L'enjeu central n'est plus le choix du bon modèle de langage, mais l'orchestration : comment router les tâches, coordonner les workflows, gouverner l'exécution et intégrer les agents dans des systèmes construits sur des décennies. Une nouvelle catégorie de risque est apparue en parallèle : le « shadow AI », autrement dit le code de niveau production généré par des employés sans supervision informatique. Ces outils maison sont exposés aux hallucinations, aux fuites de données, aux violations de politique et à la dérive des modèles. Luis Blando, CPTO d'OutSystems, résume la réponse des organisations les plus avancées en trois actions : fournir des garde-fous aux utilisateurs, utiliser l'IA pour gouverner l'IA à l'échelle du portefeuille applicatif, et s'appuyer sur des plateformes qui intègrent ces contrôles nativement plutôt que de les construire manuellement.

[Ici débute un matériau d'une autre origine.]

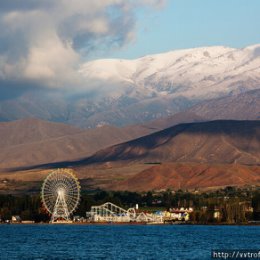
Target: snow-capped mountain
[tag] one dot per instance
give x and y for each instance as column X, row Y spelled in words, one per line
column 194, row 73
column 122, row 92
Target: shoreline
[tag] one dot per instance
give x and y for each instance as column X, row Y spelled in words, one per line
column 133, row 224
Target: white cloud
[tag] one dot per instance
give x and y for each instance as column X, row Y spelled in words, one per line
column 43, row 41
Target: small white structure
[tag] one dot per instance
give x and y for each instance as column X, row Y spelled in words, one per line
column 109, row 212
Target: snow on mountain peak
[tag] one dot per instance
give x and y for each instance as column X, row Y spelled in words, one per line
column 204, row 72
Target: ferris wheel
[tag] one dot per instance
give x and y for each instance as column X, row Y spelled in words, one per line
column 60, row 194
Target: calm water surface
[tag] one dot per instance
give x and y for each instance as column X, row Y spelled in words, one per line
column 122, row 242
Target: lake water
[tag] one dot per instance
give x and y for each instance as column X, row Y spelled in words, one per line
column 122, row 242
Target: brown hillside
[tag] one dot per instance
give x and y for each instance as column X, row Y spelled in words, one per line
column 190, row 176
column 207, row 142
column 32, row 142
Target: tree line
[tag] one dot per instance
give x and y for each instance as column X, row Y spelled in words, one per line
column 229, row 205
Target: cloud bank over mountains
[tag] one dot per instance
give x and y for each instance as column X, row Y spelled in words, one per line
column 43, row 43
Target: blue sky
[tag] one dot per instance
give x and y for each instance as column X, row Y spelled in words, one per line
column 44, row 43
column 193, row 23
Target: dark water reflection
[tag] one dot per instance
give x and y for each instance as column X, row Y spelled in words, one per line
column 122, row 242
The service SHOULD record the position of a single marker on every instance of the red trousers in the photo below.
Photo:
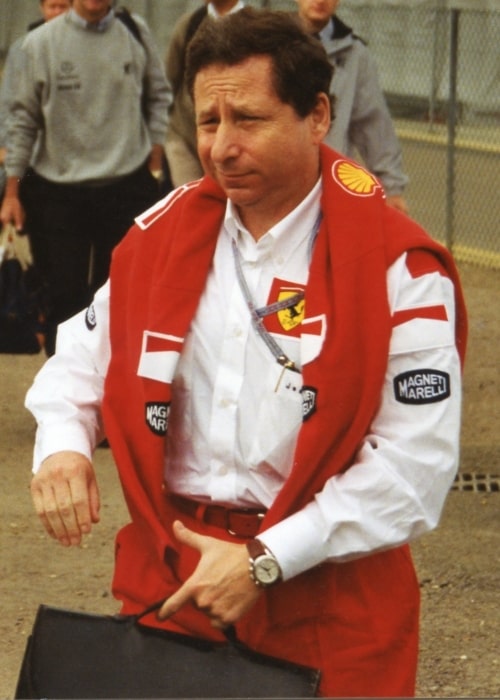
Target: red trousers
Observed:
(356, 621)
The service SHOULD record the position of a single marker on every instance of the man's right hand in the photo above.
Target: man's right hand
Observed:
(66, 496)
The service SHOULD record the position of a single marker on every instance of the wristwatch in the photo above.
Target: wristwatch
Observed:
(264, 567)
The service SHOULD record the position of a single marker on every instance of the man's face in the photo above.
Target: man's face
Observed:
(264, 156)
(92, 10)
(53, 8)
(317, 12)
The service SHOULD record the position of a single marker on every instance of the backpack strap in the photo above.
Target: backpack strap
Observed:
(126, 18)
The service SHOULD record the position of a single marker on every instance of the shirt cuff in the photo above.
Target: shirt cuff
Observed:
(298, 552)
(52, 439)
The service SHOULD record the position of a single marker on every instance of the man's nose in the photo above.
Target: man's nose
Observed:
(225, 144)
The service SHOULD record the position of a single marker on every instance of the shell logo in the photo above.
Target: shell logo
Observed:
(354, 179)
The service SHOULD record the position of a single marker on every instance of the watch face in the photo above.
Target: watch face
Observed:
(266, 570)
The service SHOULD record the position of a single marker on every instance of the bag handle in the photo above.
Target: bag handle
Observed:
(229, 632)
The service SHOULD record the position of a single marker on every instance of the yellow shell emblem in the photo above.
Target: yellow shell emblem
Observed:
(354, 178)
(293, 316)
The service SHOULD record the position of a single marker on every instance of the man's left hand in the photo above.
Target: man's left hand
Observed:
(398, 202)
(220, 586)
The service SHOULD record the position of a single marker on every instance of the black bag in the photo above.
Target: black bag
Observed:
(21, 296)
(79, 655)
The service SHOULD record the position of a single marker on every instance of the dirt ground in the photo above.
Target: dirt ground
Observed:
(458, 564)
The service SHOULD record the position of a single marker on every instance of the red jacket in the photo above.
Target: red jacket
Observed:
(350, 619)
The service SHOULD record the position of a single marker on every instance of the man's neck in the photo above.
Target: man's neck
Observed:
(313, 26)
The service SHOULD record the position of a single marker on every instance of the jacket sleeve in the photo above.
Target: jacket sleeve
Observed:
(396, 487)
(66, 395)
(371, 129)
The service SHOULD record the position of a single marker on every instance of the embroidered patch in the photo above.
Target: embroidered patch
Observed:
(354, 179)
(286, 321)
(422, 386)
(309, 395)
(90, 318)
(157, 416)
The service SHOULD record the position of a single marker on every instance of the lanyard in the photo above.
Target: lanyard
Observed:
(257, 314)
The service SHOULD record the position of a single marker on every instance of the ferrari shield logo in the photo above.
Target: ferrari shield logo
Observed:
(292, 316)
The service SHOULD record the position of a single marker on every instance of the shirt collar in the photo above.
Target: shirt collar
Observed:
(100, 26)
(213, 12)
(284, 236)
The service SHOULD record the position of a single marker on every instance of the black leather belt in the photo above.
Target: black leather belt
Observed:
(239, 522)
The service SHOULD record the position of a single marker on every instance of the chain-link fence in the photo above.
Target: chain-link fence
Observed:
(439, 66)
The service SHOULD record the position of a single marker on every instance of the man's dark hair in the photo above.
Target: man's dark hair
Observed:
(301, 68)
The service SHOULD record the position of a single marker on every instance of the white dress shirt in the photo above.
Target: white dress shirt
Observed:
(231, 435)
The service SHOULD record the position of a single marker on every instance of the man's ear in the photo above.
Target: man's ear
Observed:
(321, 117)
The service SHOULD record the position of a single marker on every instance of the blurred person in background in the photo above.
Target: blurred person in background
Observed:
(49, 10)
(84, 146)
(276, 363)
(362, 123)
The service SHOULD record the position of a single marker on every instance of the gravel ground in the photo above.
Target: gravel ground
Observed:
(458, 564)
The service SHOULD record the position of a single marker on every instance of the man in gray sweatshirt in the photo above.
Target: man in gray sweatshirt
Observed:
(84, 146)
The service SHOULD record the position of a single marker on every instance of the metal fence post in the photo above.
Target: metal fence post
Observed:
(452, 123)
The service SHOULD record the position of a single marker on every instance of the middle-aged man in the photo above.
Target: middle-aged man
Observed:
(90, 118)
(276, 364)
(363, 124)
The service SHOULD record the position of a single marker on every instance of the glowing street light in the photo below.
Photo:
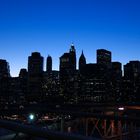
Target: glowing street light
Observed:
(121, 108)
(31, 117)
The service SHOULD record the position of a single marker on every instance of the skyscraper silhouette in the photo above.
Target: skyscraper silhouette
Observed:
(82, 61)
(49, 64)
(35, 75)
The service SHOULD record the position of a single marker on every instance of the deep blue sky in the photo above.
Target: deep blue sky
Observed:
(50, 26)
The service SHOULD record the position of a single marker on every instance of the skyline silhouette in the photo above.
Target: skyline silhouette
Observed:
(45, 67)
(49, 26)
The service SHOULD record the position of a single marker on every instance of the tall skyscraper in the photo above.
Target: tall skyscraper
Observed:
(49, 64)
(35, 76)
(67, 73)
(103, 57)
(72, 55)
(82, 61)
(4, 69)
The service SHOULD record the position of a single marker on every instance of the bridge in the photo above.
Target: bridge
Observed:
(102, 123)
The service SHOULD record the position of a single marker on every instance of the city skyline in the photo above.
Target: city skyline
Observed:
(50, 27)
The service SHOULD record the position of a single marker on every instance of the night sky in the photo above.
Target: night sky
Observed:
(50, 26)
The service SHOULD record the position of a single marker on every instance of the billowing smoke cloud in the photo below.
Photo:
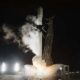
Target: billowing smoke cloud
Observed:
(30, 35)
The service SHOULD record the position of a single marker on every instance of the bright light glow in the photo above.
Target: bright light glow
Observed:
(3, 67)
(16, 67)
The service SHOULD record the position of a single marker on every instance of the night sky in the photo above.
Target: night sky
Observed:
(66, 48)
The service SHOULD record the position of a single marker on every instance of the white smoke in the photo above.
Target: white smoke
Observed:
(32, 38)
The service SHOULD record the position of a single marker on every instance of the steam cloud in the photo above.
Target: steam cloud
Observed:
(31, 37)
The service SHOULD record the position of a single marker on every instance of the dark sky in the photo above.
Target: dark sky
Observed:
(67, 23)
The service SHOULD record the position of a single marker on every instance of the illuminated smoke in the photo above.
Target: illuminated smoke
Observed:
(31, 37)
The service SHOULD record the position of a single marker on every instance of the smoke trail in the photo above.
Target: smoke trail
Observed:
(30, 35)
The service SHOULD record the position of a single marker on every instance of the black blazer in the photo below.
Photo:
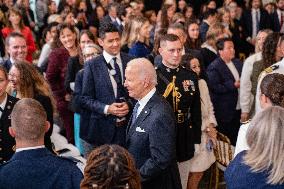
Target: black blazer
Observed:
(72, 68)
(46, 104)
(97, 92)
(276, 25)
(151, 141)
(246, 21)
(7, 142)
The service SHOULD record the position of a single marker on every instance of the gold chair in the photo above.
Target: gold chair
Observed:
(224, 154)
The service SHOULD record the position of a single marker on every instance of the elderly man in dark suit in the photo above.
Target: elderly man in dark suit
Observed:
(17, 49)
(33, 165)
(151, 132)
(103, 93)
(224, 82)
(7, 103)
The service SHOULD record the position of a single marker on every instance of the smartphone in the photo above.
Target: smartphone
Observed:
(209, 145)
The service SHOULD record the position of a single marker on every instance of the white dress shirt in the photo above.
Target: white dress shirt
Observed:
(109, 60)
(246, 97)
(143, 101)
(242, 144)
(3, 104)
(236, 75)
(29, 148)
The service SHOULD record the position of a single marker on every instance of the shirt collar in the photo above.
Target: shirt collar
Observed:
(12, 60)
(3, 104)
(29, 148)
(143, 101)
(109, 57)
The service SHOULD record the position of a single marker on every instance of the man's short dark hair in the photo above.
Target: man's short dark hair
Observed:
(176, 26)
(169, 37)
(209, 12)
(13, 35)
(3, 69)
(107, 28)
(114, 4)
(28, 118)
(221, 43)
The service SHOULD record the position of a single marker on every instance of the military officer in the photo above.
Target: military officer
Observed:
(180, 87)
(7, 102)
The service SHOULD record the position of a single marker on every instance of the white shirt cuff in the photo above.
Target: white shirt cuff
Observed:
(105, 110)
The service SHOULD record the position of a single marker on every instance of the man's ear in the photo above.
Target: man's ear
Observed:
(12, 132)
(101, 42)
(47, 126)
(160, 50)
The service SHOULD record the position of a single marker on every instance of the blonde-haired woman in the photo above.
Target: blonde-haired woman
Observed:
(262, 165)
(139, 37)
(27, 82)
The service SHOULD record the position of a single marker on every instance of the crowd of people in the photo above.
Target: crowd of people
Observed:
(141, 89)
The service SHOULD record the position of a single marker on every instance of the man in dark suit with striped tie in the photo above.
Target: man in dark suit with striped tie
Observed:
(151, 133)
(103, 93)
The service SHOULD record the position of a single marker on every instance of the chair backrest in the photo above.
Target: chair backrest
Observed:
(224, 150)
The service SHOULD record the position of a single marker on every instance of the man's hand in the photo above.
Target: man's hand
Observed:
(244, 117)
(237, 84)
(118, 109)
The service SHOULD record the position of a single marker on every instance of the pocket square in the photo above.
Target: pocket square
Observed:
(138, 129)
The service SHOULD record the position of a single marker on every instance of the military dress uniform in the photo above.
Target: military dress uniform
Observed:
(7, 142)
(180, 87)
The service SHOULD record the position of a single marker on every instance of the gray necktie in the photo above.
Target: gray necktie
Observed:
(134, 113)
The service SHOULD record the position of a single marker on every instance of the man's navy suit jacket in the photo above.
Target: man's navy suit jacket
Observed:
(151, 141)
(39, 168)
(97, 92)
(224, 94)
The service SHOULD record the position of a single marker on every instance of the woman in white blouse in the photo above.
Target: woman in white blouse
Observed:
(203, 156)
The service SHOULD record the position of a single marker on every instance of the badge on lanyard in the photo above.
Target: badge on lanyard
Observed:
(186, 85)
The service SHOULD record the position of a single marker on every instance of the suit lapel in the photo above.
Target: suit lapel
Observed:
(104, 70)
(226, 69)
(146, 111)
(124, 62)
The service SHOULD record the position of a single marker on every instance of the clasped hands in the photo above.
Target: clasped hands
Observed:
(118, 109)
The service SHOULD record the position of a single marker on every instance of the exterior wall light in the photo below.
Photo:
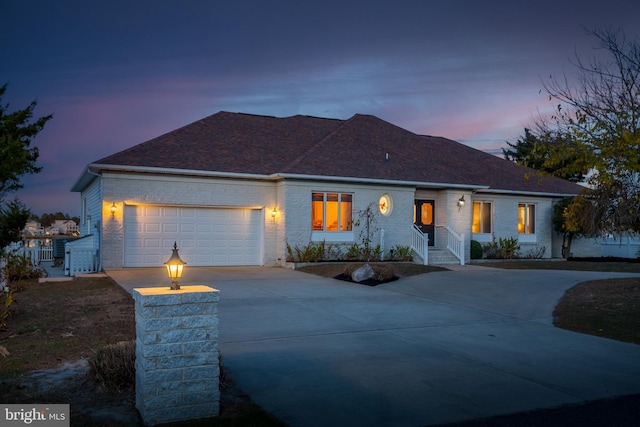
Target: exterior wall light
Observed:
(175, 266)
(461, 202)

Ce tournant pragmatique survient alors que les premières vagues d'enthousiasme autour des LLM se heurtent à leurs limites réelles en environnement d'entreprise : sans orchestration, sans connexion aux données métier existantes et sans gouvernance, les modèles les plus puissants produisent peu de valeur durable. Les profils les plus recherchés ne sont plus les data scientists spécialisés, mais les développeurs généralistes et les architectes d'entreprise capables de faire dialoguer agents IA, systèmes legacy et processus métier. La compétition se joue désormais moins sur la puissance brute des modèles que sur la capacité des plateformes, OutSystems, mais aussi Microsoft, Salesforce ou ServiceNow, à proposer des environnements où les agents peuvent être déployés, surveillés et gouvernés à l'échelle industrielle.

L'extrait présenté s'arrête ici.